Razmataz è uno spettacolo che vola via, “vola via come una nostalgia”; non una canzone o un disco, ma un vero spettacolo. Ci ha messo 30 anni, dicevo, per realizzarlo. E nella sua modestia dice che doveva trovare un alibi (questo spettacolo, appunto) per esporre i propri dipinti. Come per le canzoni: dice di pensare a grandi interpreti quando le scrive e poi doversi “accontentare” di sé.
Inserisce elementi dell’avanspettacolo e del cabaret, si defila un po’, quasi un novello Duke Ellington, concede tempo alle vocalist, inserendo dialoghi, illustrazioni, monologhi, cori gospel. E diventa la sua Razmataz.
Non aspettatevi un disco semplice, con il ritornello da canticchiare in bicicletta. È un lavoro, questo, che comprende le sue passioni: la musica e la pittura e le suggestioni che gli sono care; la Parigi fumosa degli anni ’20 e la negritudine opulenta delle cantanti jazz che si appoggiano sensuali al pianoforte e quella aggressiva e selvatica dei giovani pugili.
Qui Paolo Conte ha cercato e trovato una reale contaminazione tra le arti, associandole in un modo che di tradizionale ha ben poco. L’evento non è statico, ma pulsa, vive e si muove in tutto il mondo. Ha una forma che si adatta alle esigenze dei luoghi che va a incontrare, e da questi riceve ulteriori input che porterà con sé modificandosi. Ha preparato quattro versioni: inglese, francese, spagnola, italiana. Ognuna diversa dall’altra per la lingua e impreziosita dalla presenza di ospiti illustri (quella francese con Annie Girardot, l’inglese con l’attrice Judith Malina). Ma per tutte la stessa scenografia. La presenza delle arti visive in questo progetto non ha bisogno di traduzioni: sono le suggestioni e le illusioni musicali a legare le immagini della memoria ai lavori pittorici. Mi sembra realmente di essere a Parigi negli anni ’20, di assistere all’incontro tra la vecchia Europa e la musica nera da cui scaturisce tutta la forza delle avanguardie storiche cui è indubbiamente legato.
Tutti questi linguaggi coesistono in modo equilibrato saldamente incollati dalla personalità di Conte che è, poi, la vera essenza dello show. Anche se sono in Piazza San Marco, a Venezia, e dal fondo si staglia l’installazione di Plessi, mi sento molto vicino a quella Parigi; sarà anche per le donne che vedo tra il pubblico, che portano con eleganza francese abiti degli anni ’30, fumano col lungo bocchino di avorio e la leggera nebbiolina che mi avvolge. Forse mi sono abbandonato troppo dalle “dolcezze dell’Harry’s Bar”, ma qui, “sotto le stelle del jazz” si sta così bene.

Silvio Saura

[exibart]

3 Commenti

  1. A zio Paolo lo adoro. E’ per me quel che c’é di meglio in fatto di musica. E’ con essa che egli crea la più bella pittura accompagnandomi in un altra realtà. Una realtà immaginaria. E non mi dispiacciono i suoi dipinti, basta che sia consapevole d’essere un grande musicista che si diletta a dipingere. Non pe questo quindi deve essere messa al pari dell’arte di cui eccelle. Ma un altrra cosa voglio dire…Sconsiglio vivamente di vedere il filmato di Razmataz. E’ di una noia mortale. E la storia é purtroppo sin troppo banale.

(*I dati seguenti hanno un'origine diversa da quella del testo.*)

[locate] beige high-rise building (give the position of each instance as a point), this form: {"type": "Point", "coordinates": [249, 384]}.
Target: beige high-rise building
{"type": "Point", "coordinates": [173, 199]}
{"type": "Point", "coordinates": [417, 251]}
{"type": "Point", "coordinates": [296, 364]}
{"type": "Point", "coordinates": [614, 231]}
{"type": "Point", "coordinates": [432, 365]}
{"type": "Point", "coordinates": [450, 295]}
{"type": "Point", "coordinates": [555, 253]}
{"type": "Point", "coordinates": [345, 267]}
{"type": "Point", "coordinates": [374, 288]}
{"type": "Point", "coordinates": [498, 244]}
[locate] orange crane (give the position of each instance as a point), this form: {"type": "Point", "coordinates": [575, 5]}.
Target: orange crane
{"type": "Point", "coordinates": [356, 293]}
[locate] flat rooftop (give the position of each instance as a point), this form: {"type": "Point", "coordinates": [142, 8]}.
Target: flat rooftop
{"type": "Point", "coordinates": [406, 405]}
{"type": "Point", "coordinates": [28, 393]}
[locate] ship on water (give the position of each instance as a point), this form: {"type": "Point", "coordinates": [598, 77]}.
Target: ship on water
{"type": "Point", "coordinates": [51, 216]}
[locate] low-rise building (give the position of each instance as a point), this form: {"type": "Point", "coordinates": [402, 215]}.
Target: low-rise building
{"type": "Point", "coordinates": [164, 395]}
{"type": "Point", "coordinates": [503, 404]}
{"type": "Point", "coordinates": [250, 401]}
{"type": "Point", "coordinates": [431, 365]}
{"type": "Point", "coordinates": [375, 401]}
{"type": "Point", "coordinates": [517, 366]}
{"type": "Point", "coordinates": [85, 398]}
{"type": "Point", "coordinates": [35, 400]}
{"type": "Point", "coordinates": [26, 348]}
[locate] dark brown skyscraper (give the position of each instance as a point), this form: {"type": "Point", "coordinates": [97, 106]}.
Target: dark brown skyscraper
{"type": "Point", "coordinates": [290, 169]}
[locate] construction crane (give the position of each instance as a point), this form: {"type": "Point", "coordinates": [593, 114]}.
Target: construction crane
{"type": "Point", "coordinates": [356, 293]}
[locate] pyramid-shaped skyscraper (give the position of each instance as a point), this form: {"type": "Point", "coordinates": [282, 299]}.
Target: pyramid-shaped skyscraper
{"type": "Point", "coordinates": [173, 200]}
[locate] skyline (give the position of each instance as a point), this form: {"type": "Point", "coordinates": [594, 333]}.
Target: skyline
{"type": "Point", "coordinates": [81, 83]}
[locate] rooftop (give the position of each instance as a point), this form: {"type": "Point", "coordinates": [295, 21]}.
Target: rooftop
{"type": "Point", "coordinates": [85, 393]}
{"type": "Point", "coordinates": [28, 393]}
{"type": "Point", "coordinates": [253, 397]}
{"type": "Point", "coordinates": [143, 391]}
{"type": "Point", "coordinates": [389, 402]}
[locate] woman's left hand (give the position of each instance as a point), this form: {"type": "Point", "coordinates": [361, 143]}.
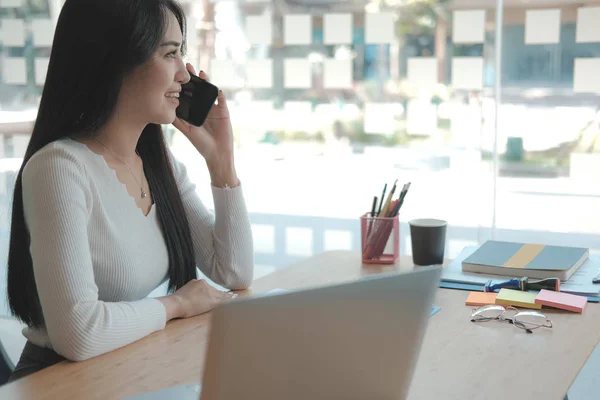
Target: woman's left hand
{"type": "Point", "coordinates": [214, 139]}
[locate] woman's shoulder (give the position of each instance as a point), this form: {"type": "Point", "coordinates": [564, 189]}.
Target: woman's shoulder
{"type": "Point", "coordinates": [60, 155]}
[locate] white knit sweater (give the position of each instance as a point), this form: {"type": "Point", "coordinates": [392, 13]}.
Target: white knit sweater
{"type": "Point", "coordinates": [96, 257]}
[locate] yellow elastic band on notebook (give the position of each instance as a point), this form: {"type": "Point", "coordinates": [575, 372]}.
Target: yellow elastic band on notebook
{"type": "Point", "coordinates": [524, 256]}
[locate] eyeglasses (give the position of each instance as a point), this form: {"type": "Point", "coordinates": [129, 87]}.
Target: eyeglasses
{"type": "Point", "coordinates": [526, 320]}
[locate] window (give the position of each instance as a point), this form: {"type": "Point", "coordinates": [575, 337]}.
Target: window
{"type": "Point", "coordinates": [330, 100]}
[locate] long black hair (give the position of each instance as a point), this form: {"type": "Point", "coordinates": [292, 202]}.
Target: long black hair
{"type": "Point", "coordinates": [97, 43]}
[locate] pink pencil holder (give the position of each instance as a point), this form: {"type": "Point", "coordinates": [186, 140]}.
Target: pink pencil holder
{"type": "Point", "coordinates": [380, 239]}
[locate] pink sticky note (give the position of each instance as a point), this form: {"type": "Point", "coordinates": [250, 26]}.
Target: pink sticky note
{"type": "Point", "coordinates": [564, 301]}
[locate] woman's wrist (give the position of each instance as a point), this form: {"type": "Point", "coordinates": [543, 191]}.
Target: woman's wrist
{"type": "Point", "coordinates": [222, 173]}
{"type": "Point", "coordinates": [172, 305]}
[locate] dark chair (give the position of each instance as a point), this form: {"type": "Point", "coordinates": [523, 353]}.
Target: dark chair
{"type": "Point", "coordinates": [6, 365]}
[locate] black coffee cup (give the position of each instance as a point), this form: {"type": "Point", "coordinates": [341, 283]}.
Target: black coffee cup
{"type": "Point", "coordinates": [428, 238]}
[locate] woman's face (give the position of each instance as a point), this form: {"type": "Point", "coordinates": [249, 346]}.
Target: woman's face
{"type": "Point", "coordinates": [151, 91]}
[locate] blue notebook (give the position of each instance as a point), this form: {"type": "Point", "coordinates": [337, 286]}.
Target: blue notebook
{"type": "Point", "coordinates": [525, 260]}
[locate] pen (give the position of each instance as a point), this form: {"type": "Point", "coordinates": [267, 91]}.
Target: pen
{"type": "Point", "coordinates": [381, 201]}
{"type": "Point", "coordinates": [373, 207]}
{"type": "Point", "coordinates": [389, 199]}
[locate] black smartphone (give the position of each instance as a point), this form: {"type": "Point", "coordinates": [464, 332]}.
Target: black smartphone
{"type": "Point", "coordinates": [196, 99]}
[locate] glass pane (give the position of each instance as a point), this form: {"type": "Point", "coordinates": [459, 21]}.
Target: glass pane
{"type": "Point", "coordinates": [548, 126]}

  2. Figura interessante quella di Paolo Conte uomo e mi prende il suo modo di sentire di artista. La sua Razmataz l’ha cercata tra le rovine di Mocambo e i vicoli di Genova, molte Razmataz hanno danzato per lui. La musica e la pittura e le suggestioni che gli sono care, hanno dato vita ai suoi dipinti. Presentazione molto bella di Silvio Saura.

  3. E’ tutto vero ciò che avete scritto! Sono appena tornata da Perugia, dove, nell’ambito di Umbria Jazz, ho potuto ascoltare dal vivo il grande Paolo, nonchè visitare la mostra dei suoi disegni. E’ stato bellissimo e molto emozionante. Meno male che esistono persone come lui!